India is a net commodity importer especially due to a high oil import bill. As a result, the country’s trade account is in perpetual deficit. However, a sustained surplus in services account coupled with remittances, together known as invisibles, provides adequate support to the trade deficit.
As the FY21 growth outlook is bleak and Ind-Ra expects the economy to contract 5.3% yoy in FY21, both exports and imports could decline for the second consecutive year in FY21. Therefore Ind-Ra expects trade deficit to decline to a 13-year low to $101 billion in FY21 (FY20: $157.5 billion).
Surplus in services trade averaged $76.489 billion during FY16-FY20. Due to the COVID-19 pandemic, the revenue growth expectations of leading Indian software companies are flat to low single digit for FY21. Ind-Ra expects trade in services to decline 14% yoy in FY21 $73.0 billion (FY20: $84.9 billion). Transfers or remittances is another big component of invisibles and averaged $65.24 billion during FY16-FY20.
Ind-Ra expects net transfers to decline 25% yoy in FY21 to $57.2 billion. According to the World Bank, remittance flows in 2020 are projected to decline across all regions in the world.
India witnessed a surplus on current account in 4QFY20 ($558 million, 0.1% of GDP) after a gap of 51 quarters. The last time India had witnessed a current account surplus was in 4QFY07 ($4,223 million). Ind-Ra expects a current account surplus even in 1QFY21, as trade deficit declined to $9.12 billion and surplus in services trade during April-May 2020 was $13.98 billion.

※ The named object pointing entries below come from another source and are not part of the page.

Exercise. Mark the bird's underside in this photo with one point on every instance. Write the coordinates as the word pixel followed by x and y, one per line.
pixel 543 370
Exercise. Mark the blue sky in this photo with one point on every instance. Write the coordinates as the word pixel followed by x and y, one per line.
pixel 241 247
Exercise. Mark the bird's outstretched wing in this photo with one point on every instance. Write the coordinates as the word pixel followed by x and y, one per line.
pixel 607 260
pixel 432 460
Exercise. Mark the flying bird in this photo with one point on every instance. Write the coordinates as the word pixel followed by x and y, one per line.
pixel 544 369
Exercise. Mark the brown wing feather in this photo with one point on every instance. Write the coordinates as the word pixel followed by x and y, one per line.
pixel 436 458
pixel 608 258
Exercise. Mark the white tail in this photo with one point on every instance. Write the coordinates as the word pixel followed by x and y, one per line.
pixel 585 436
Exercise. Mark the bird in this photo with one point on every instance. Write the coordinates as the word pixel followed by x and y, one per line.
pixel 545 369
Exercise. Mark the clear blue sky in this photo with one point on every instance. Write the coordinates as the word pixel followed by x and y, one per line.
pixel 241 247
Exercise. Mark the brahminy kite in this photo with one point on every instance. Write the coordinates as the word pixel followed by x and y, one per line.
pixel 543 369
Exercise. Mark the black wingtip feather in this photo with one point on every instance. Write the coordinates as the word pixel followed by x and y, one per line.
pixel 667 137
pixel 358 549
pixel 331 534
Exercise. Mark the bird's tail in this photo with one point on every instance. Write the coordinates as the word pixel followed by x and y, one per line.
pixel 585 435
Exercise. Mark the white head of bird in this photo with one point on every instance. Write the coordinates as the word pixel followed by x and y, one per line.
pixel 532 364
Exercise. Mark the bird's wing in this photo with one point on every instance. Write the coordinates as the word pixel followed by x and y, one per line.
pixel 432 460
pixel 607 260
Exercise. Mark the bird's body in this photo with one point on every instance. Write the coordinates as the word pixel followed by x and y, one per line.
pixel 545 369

However, Ind-Ra estimates the current account to be in deficit of 0.1% of GDP ($3.3 billion) in FY21, which will be the lowest current account deficit in the last 16 years.
Capital account of India has remained in surplus for most of FY01-FY20; there have been only three instances (FY09, FY12 and FY19) when inflows in capital account fell short of covering the current account deficit. Net foreign direct investments have been a major and the most stable source of inflows in the capital account. It averaged $35.13 billion as against net average portfolio inflows of $5.23 billion during FY16-FY20.
Loans (external assistance, government borrowings and short-term credit) are estimated to increase to $25.9 billion in FY21. Ind-Ra expects the capital account inflows to increase to $67.3 billion in FY21 (FY20: $83.2 billion), leading to $64 billion increase in foreign exchange reserves.